Microsoft on 'Right Side' of antitrust battle, says CEO Satya Nadella

Microsoft Corp. Chief Executive Officer Satya Nadella said the company “is on the right side of history” in the antitrust debates about whether big technology companies abuse user privacy and squash competition.

While Congress and U.S. regulators have clashed with Facebook Inc., Alphabet Inc., Amazon.com Inc. and Apple Inc. over the companies’ business practices, Microsoft hasn’t received the same kind of scrutiny more than 20 years after it was sued by the U.S. Justice Department on antitrust issues.

The software company “makes sure” user privacy and internet safety are among its highest priorities for products “and then when it comes to competition, I mean you should go talk to the people who are investing a lot of capital and a lot of M&A competing with Microsoft and we welcome that,” Nadella said Wednesday in an interview with Bloomberg Television.

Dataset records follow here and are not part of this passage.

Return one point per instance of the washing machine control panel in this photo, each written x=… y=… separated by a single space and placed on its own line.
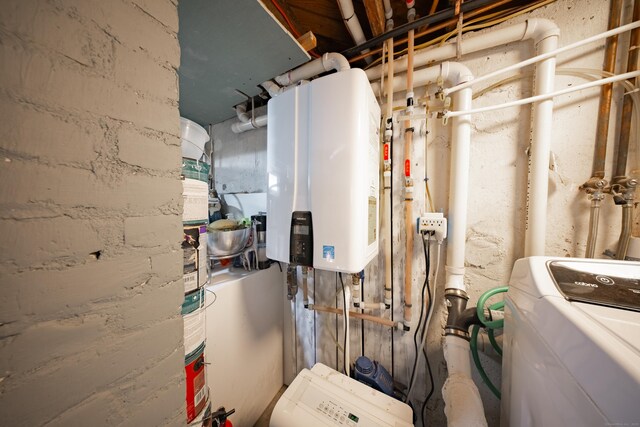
x=610 y=284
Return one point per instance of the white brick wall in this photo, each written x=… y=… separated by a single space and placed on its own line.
x=90 y=163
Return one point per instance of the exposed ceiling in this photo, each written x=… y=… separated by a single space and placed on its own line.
x=226 y=47
x=236 y=45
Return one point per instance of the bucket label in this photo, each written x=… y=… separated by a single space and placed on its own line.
x=193 y=169
x=328 y=253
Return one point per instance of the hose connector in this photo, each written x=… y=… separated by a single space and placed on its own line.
x=460 y=317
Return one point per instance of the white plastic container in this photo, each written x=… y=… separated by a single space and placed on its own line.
x=193 y=137
x=323 y=159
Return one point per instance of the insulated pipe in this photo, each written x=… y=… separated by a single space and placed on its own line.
x=258 y=122
x=620 y=168
x=604 y=109
x=328 y=61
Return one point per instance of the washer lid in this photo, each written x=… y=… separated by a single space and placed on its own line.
x=612 y=284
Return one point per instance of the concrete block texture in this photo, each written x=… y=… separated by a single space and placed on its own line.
x=90 y=214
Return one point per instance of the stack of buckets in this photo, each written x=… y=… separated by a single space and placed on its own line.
x=195 y=218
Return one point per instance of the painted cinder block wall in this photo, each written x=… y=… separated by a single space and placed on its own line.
x=90 y=214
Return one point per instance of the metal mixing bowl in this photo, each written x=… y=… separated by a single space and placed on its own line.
x=225 y=243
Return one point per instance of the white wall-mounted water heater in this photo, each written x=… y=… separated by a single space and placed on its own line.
x=323 y=170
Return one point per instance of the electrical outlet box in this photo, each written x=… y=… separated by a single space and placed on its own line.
x=433 y=221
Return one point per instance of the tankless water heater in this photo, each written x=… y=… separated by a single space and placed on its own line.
x=323 y=171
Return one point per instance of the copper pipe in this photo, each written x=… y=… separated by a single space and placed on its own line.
x=625 y=233
x=408 y=196
x=433 y=29
x=620 y=168
x=604 y=110
x=367 y=317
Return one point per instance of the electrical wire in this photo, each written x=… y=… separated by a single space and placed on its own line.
x=467 y=28
x=345 y=328
x=425 y=286
x=426 y=326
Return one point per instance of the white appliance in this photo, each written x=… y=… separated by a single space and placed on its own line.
x=572 y=343
x=323 y=173
x=322 y=396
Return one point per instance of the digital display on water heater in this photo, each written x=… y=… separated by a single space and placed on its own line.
x=301 y=229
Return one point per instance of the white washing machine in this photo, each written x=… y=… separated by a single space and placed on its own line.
x=572 y=343
x=322 y=397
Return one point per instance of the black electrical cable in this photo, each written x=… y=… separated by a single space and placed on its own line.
x=393 y=363
x=345 y=307
x=315 y=329
x=362 y=302
x=425 y=286
x=435 y=18
x=426 y=322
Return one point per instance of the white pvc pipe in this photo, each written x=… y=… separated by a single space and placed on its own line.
x=463 y=405
x=535 y=28
x=532 y=99
x=328 y=61
x=548 y=54
x=240 y=127
x=351 y=20
x=538 y=177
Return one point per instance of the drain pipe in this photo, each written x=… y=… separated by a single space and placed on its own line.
x=328 y=61
x=544 y=33
x=595 y=185
x=463 y=405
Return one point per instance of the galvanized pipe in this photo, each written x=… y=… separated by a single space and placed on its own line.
x=604 y=109
x=593 y=225
x=625 y=233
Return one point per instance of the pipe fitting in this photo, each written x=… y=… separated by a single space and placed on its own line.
x=460 y=317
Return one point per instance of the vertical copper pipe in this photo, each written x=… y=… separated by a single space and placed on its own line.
x=620 y=167
x=408 y=196
x=604 y=110
x=625 y=233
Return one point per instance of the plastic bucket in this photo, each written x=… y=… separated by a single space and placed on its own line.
x=193 y=315
x=193 y=137
x=195 y=261
x=197 y=390
x=195 y=197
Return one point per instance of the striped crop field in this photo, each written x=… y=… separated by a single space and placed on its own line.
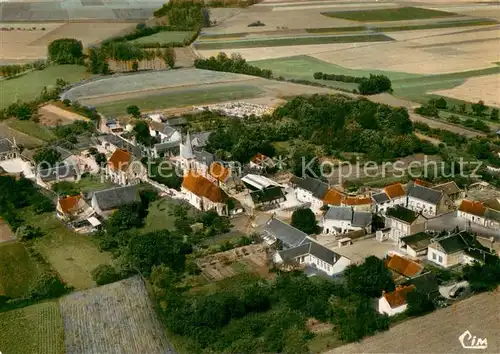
x=295 y=41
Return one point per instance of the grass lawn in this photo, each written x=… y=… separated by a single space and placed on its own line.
x=93 y=183
x=277 y=42
x=395 y=14
x=72 y=255
x=33 y=329
x=163 y=37
x=33 y=129
x=18 y=271
x=204 y=95
x=27 y=87
x=159 y=217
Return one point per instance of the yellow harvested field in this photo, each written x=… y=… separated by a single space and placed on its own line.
x=438 y=332
x=16 y=44
x=88 y=33
x=486 y=88
x=262 y=53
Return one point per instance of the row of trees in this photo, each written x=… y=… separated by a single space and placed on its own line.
x=234 y=64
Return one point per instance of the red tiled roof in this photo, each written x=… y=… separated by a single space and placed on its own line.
x=68 y=203
x=202 y=187
x=357 y=201
x=472 y=207
x=219 y=172
x=119 y=160
x=398 y=296
x=395 y=190
x=333 y=197
x=403 y=266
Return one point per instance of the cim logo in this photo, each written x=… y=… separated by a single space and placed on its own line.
x=469 y=341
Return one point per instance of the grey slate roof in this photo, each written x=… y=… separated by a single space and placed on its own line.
x=339 y=213
x=289 y=235
x=361 y=218
x=115 y=197
x=167 y=146
x=57 y=173
x=5 y=145
x=314 y=249
x=122 y=144
x=425 y=194
x=380 y=198
x=315 y=186
x=200 y=139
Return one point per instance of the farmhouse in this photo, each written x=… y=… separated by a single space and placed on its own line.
x=416 y=245
x=394 y=302
x=63 y=172
x=403 y=222
x=106 y=201
x=111 y=142
x=203 y=194
x=313 y=255
x=455 y=249
x=402 y=267
x=343 y=219
x=392 y=195
x=8 y=150
x=123 y=168
x=288 y=236
x=485 y=213
x=427 y=200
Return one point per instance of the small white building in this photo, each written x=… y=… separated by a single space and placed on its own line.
x=394 y=302
x=403 y=222
x=314 y=255
x=391 y=196
x=343 y=219
x=427 y=201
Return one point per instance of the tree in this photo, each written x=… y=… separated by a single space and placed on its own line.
x=479 y=108
x=418 y=303
x=305 y=220
x=134 y=111
x=370 y=278
x=47 y=157
x=105 y=274
x=169 y=57
x=141 y=133
x=494 y=114
x=66 y=51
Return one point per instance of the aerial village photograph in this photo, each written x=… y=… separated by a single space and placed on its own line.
x=249 y=176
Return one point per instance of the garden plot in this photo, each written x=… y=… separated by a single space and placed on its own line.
x=33 y=329
x=118 y=85
x=114 y=318
x=251 y=258
x=486 y=88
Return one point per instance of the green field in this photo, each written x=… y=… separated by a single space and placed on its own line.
x=278 y=42
x=447 y=24
x=18 y=271
x=164 y=37
x=395 y=14
x=203 y=95
x=28 y=86
x=33 y=129
x=33 y=329
x=71 y=255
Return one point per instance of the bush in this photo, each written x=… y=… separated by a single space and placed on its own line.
x=105 y=274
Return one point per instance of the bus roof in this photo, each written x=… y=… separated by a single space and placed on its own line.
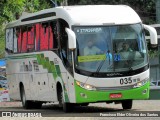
x=83 y=15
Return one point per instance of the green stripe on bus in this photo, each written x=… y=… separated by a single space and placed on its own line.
x=91 y=58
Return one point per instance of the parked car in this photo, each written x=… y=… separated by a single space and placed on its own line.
x=157 y=83
x=154 y=92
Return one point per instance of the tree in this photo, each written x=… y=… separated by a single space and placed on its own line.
x=11 y=10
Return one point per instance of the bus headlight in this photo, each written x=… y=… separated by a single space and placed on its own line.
x=141 y=83
x=85 y=86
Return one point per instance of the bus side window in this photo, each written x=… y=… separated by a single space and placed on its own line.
x=44 y=34
x=53 y=38
x=9 y=40
x=19 y=39
x=15 y=40
x=37 y=33
x=64 y=51
x=30 y=41
x=24 y=39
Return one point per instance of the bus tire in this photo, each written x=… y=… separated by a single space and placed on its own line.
x=127 y=104
x=25 y=103
x=67 y=107
x=37 y=105
x=84 y=104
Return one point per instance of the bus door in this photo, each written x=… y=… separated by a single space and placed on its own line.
x=33 y=82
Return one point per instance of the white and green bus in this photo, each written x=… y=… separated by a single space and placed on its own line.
x=50 y=59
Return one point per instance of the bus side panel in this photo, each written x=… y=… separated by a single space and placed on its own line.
x=13 y=79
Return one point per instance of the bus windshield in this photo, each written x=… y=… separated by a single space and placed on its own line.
x=115 y=48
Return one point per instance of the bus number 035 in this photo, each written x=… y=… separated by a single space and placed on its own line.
x=125 y=81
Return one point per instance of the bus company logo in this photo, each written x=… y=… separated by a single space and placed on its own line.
x=114 y=74
x=6 y=114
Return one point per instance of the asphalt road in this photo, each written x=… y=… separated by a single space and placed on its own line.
x=151 y=108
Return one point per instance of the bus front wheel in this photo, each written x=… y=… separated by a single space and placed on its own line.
x=127 y=104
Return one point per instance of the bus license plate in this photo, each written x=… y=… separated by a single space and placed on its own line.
x=115 y=95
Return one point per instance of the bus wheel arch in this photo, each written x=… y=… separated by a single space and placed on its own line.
x=67 y=107
x=25 y=103
x=59 y=94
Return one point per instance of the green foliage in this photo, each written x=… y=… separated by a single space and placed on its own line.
x=11 y=8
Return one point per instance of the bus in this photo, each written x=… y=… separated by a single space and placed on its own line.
x=73 y=55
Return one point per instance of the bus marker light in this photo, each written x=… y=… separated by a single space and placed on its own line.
x=83 y=95
x=144 y=91
x=115 y=95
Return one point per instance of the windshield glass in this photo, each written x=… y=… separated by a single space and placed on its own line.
x=110 y=48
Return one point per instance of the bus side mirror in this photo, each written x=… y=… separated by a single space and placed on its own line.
x=153 y=35
x=71 y=39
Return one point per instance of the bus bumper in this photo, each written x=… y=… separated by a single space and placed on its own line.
x=89 y=96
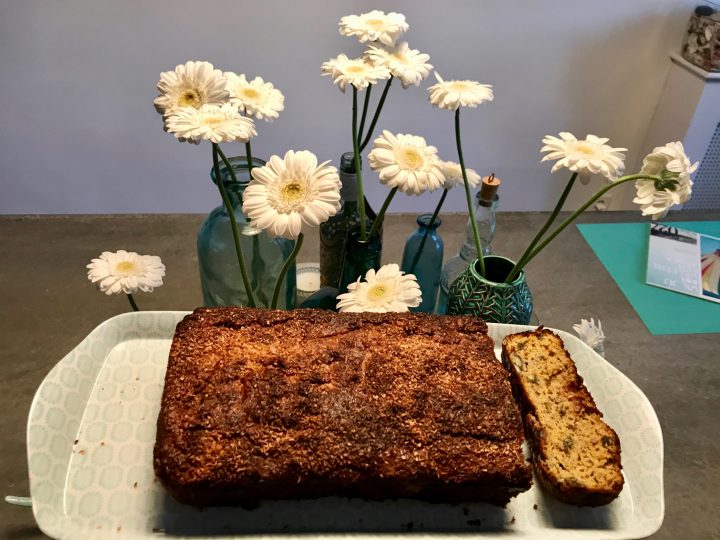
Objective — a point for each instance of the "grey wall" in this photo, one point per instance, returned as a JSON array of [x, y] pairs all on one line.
[[78, 132]]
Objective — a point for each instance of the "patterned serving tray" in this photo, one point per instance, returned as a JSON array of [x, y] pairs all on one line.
[[92, 427]]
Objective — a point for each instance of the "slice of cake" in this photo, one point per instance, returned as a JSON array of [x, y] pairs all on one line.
[[575, 453], [262, 404]]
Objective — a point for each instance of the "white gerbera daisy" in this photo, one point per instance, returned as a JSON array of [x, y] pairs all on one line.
[[192, 84], [126, 272], [408, 65], [591, 333], [255, 98], [355, 71], [374, 26], [211, 123], [453, 175], [455, 94], [387, 290], [586, 156], [289, 194], [406, 162], [672, 165]]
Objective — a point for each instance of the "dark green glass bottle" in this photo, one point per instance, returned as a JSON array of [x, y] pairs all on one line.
[[334, 232]]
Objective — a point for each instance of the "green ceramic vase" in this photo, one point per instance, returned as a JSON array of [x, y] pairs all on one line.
[[490, 298]]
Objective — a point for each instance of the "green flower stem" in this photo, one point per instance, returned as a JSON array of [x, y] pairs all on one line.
[[356, 156], [427, 232], [549, 222], [517, 268], [257, 264], [375, 229], [365, 108], [227, 163], [468, 197], [248, 154], [233, 221], [376, 115], [132, 302], [283, 271]]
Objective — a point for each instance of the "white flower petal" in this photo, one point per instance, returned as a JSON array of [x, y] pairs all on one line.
[[654, 201], [292, 193], [374, 26], [406, 162], [255, 98], [124, 271], [452, 95], [383, 291], [584, 156]]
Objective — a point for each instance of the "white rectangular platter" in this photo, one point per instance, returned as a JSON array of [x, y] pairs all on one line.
[[92, 427]]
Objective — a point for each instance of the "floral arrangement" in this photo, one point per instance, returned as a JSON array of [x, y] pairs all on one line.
[[295, 192], [126, 272]]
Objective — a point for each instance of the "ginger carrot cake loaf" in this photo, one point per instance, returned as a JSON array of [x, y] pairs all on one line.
[[575, 453], [262, 404]]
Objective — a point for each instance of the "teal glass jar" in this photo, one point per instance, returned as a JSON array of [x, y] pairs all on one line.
[[360, 256], [220, 276], [488, 296], [422, 257]]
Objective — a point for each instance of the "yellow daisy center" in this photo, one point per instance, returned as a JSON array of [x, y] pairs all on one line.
[[411, 158], [250, 93], [355, 69], [585, 149], [213, 121], [377, 292], [292, 191], [125, 268], [190, 98], [459, 86], [400, 58]]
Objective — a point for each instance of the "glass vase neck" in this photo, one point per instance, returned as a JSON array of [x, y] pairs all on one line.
[[423, 221], [242, 174]]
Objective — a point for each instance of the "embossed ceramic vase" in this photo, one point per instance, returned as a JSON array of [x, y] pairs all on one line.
[[490, 298]]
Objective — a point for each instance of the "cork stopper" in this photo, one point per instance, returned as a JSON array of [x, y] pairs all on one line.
[[489, 187]]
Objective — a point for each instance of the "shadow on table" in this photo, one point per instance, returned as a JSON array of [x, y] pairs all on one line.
[[332, 515], [564, 516]]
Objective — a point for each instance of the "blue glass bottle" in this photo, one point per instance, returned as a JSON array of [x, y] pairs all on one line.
[[423, 256], [220, 275]]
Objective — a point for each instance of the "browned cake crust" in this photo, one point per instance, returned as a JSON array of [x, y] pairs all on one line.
[[262, 404], [575, 453]]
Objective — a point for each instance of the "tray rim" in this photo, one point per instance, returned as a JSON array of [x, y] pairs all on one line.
[[59, 526]]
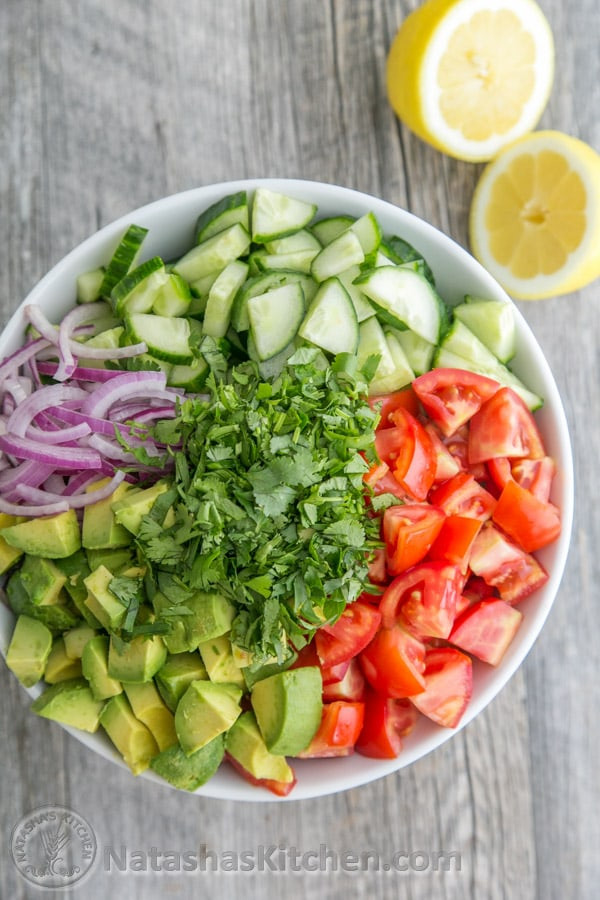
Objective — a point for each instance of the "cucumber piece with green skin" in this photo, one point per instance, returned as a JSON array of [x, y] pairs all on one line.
[[167, 337], [138, 290], [405, 299], [461, 349], [174, 297], [214, 254], [221, 296], [275, 215], [230, 210], [326, 230], [331, 322], [342, 253], [263, 282], [275, 318], [123, 258], [493, 322]]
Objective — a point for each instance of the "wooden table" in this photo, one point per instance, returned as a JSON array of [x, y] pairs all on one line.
[[108, 104]]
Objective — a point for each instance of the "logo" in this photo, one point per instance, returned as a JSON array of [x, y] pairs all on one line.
[[53, 847]]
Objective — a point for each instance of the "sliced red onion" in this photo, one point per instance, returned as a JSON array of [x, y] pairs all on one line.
[[59, 457]]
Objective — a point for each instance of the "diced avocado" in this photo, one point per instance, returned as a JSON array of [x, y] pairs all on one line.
[[70, 702], [138, 660], [59, 666], [188, 773], [218, 658], [8, 555], [52, 537], [245, 743], [288, 709], [28, 650], [100, 529], [131, 737], [58, 617], [42, 580], [94, 665], [174, 678], [76, 639], [103, 604], [205, 711], [148, 707], [130, 510], [114, 559]]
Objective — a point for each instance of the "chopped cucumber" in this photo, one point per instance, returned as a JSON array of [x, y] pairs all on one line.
[[214, 254], [167, 337], [174, 297], [344, 251], [138, 290], [231, 210], [405, 299], [275, 215], [217, 314], [331, 322], [493, 322], [123, 258]]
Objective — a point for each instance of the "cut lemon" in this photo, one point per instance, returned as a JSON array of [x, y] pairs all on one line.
[[535, 216], [471, 76]]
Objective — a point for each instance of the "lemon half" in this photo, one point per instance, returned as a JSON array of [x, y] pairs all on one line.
[[471, 76], [535, 216]]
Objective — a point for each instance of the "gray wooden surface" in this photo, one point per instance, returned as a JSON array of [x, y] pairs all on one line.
[[108, 104]]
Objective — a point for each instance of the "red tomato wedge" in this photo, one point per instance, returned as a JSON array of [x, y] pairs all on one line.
[[350, 687], [409, 530], [452, 396], [486, 629], [424, 598], [531, 522], [349, 635], [462, 495], [393, 663], [341, 724], [386, 722], [504, 565], [280, 788], [389, 403], [448, 686], [504, 426]]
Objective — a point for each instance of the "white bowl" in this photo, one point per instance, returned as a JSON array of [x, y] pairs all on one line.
[[171, 230]]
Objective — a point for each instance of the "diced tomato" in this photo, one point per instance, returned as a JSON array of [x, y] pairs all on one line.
[[462, 495], [446, 465], [504, 426], [409, 530], [350, 687], [424, 598], [455, 540], [452, 396], [486, 629], [386, 722], [393, 662], [349, 635], [389, 403], [341, 724], [504, 565], [280, 788], [448, 686], [531, 522]]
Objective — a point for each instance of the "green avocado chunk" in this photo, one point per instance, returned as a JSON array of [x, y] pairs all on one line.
[[188, 773], [71, 703], [288, 709], [28, 650], [52, 537]]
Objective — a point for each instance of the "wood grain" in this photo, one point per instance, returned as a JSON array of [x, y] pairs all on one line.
[[108, 104]]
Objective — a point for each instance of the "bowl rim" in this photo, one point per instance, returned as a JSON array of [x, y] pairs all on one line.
[[345, 773]]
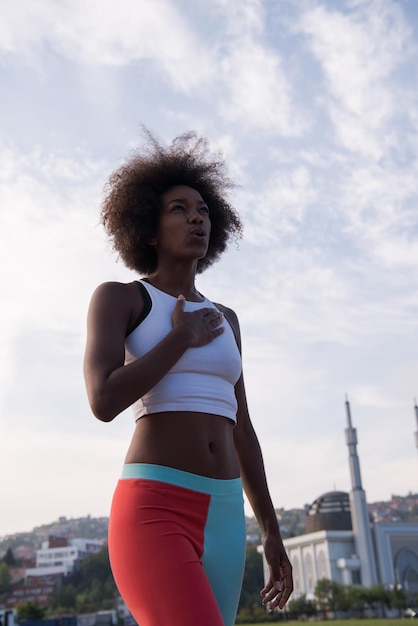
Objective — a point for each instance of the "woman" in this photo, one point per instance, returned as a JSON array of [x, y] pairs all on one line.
[[177, 527]]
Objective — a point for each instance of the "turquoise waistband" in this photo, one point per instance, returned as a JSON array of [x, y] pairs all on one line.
[[181, 478]]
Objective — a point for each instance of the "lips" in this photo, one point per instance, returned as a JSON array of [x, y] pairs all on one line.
[[198, 232]]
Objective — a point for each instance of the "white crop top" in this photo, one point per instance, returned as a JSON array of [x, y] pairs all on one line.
[[202, 380]]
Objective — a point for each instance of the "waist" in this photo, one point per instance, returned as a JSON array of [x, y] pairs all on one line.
[[199, 443]]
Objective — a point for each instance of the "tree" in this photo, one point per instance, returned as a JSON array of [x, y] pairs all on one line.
[[9, 558], [328, 593], [30, 610], [5, 577]]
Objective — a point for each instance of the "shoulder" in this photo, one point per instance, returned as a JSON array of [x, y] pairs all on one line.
[[117, 292], [114, 300], [232, 318]]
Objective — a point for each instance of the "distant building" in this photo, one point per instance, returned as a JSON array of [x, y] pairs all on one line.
[[63, 554], [344, 544], [57, 558]]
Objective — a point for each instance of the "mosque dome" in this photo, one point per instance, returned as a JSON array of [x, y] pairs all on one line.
[[331, 511]]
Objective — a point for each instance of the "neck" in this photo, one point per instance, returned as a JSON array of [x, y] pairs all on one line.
[[175, 283]]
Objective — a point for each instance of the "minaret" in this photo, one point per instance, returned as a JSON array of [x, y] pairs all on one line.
[[359, 510]]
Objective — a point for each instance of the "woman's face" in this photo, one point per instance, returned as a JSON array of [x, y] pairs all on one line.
[[184, 225]]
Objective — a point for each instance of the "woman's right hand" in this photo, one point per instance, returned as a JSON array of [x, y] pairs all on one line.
[[204, 324]]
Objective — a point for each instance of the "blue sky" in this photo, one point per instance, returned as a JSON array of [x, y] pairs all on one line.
[[314, 104]]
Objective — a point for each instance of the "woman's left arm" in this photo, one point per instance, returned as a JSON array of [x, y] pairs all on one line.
[[280, 585]]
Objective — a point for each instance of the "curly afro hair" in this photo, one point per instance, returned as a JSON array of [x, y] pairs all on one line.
[[130, 210]]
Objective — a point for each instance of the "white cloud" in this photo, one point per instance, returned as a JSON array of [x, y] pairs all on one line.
[[359, 51]]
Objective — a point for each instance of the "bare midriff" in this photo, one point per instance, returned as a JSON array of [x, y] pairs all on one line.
[[200, 443]]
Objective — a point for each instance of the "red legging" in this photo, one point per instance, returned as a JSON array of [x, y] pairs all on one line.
[[177, 546]]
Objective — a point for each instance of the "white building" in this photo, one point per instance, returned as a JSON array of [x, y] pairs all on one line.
[[344, 545], [60, 555]]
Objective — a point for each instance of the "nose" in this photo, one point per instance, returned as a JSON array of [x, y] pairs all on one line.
[[195, 216]]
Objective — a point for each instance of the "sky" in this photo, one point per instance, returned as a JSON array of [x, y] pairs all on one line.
[[314, 105]]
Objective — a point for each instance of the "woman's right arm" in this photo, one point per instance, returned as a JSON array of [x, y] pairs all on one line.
[[113, 386]]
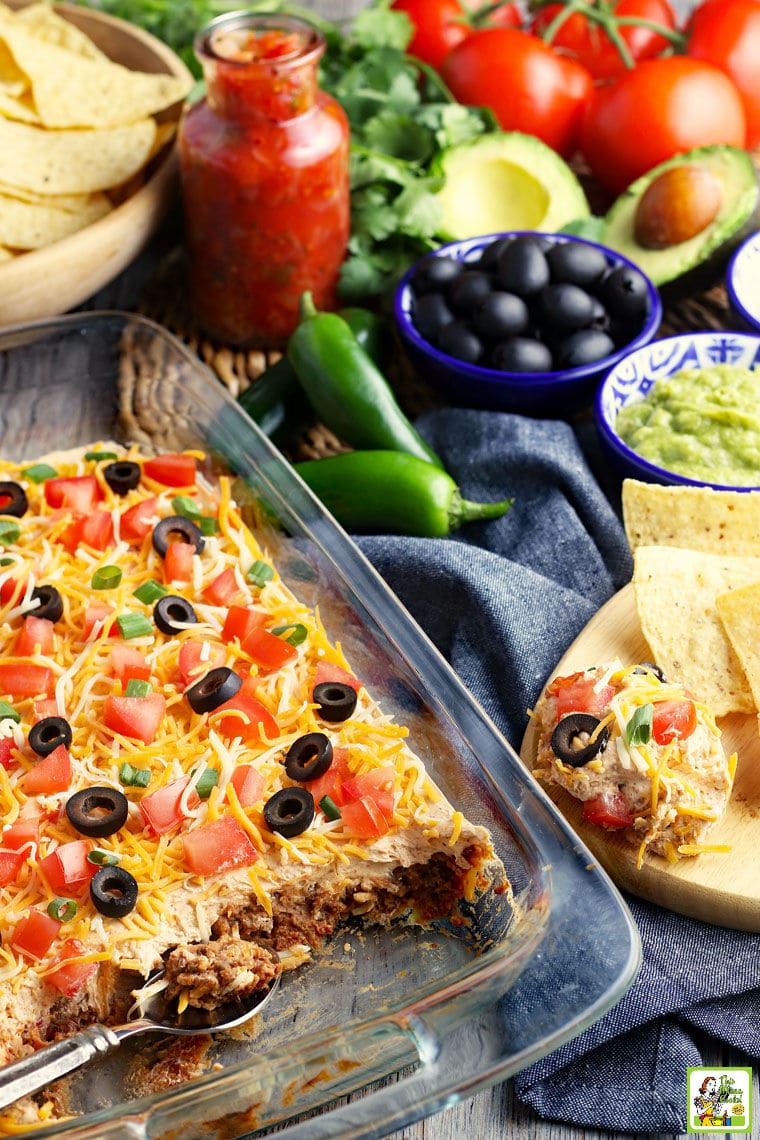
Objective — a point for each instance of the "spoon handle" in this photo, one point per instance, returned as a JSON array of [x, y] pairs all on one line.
[[46, 1065]]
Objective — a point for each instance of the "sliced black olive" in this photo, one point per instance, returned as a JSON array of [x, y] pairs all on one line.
[[218, 685], [48, 733], [171, 613], [113, 890], [178, 528], [309, 757], [570, 740], [97, 812], [335, 699], [13, 499], [122, 475], [51, 603], [289, 811]]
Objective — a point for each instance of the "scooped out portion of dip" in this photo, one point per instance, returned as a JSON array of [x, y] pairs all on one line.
[[643, 755], [703, 423]]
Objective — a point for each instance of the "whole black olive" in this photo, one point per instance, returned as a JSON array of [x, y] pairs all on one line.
[[97, 812], [218, 685], [13, 499], [570, 740], [48, 733], [113, 892], [171, 613], [289, 811], [309, 757], [176, 527], [335, 700], [122, 475]]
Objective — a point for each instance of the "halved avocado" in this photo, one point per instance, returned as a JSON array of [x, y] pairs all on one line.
[[506, 180], [693, 265]]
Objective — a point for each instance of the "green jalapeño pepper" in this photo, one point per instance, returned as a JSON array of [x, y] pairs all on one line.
[[346, 389], [392, 493]]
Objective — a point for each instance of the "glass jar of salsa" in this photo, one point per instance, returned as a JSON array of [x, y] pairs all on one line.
[[264, 168]]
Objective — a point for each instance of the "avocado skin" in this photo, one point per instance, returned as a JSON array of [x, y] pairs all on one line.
[[709, 258]]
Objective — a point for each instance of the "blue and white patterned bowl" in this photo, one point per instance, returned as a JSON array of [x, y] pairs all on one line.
[[637, 373], [743, 284]]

During the interview, the Microsoft CEO also spoke about cybersecurity threats, the future of remote work and the company’s rivalry with Alphabet’s Google.

Nadella said he is concerned about the wave of hacks in the past few months, which have included ransomware attacks that stopped business at a major pipeline company and food producer in the U.S.

“We have another real pandemic, which is a cyber” pandemic, he said. “The level of attacks for sure have increased, but the need for our response to be top notch has also increased. We just have to get better as an industry.”

Nadella also discussed tensions with Google, following the end of a five-year cease-fire between the two companies, which mutually agreed not to fuel legal lobbying efforts against one another. He said he “has a lot of respect” for Google and its leadership.

“We’re fighting the good fight to sort of compete against colossal lead in that space,” he said of digital advertising sales, which is led by Google and Facebook.

Nadella weighed in on Microsoft’s work-from-home policy, emphasizing the importance of flexibility and accommodating “changed expectations” in the wake of the coronavirus pandemic. He spoke with Bloomberg Television after appearing at Microsoft’s Inspire conference for partners, where the company among its announcements unveiled a cloud-based version of Windows aimed at remote workers.

“We’ll really think about long-term policies based on, quite frankly, having all of that data behind us because otherwise I think we’re trying to come up and being too overly dogmatic,” he said.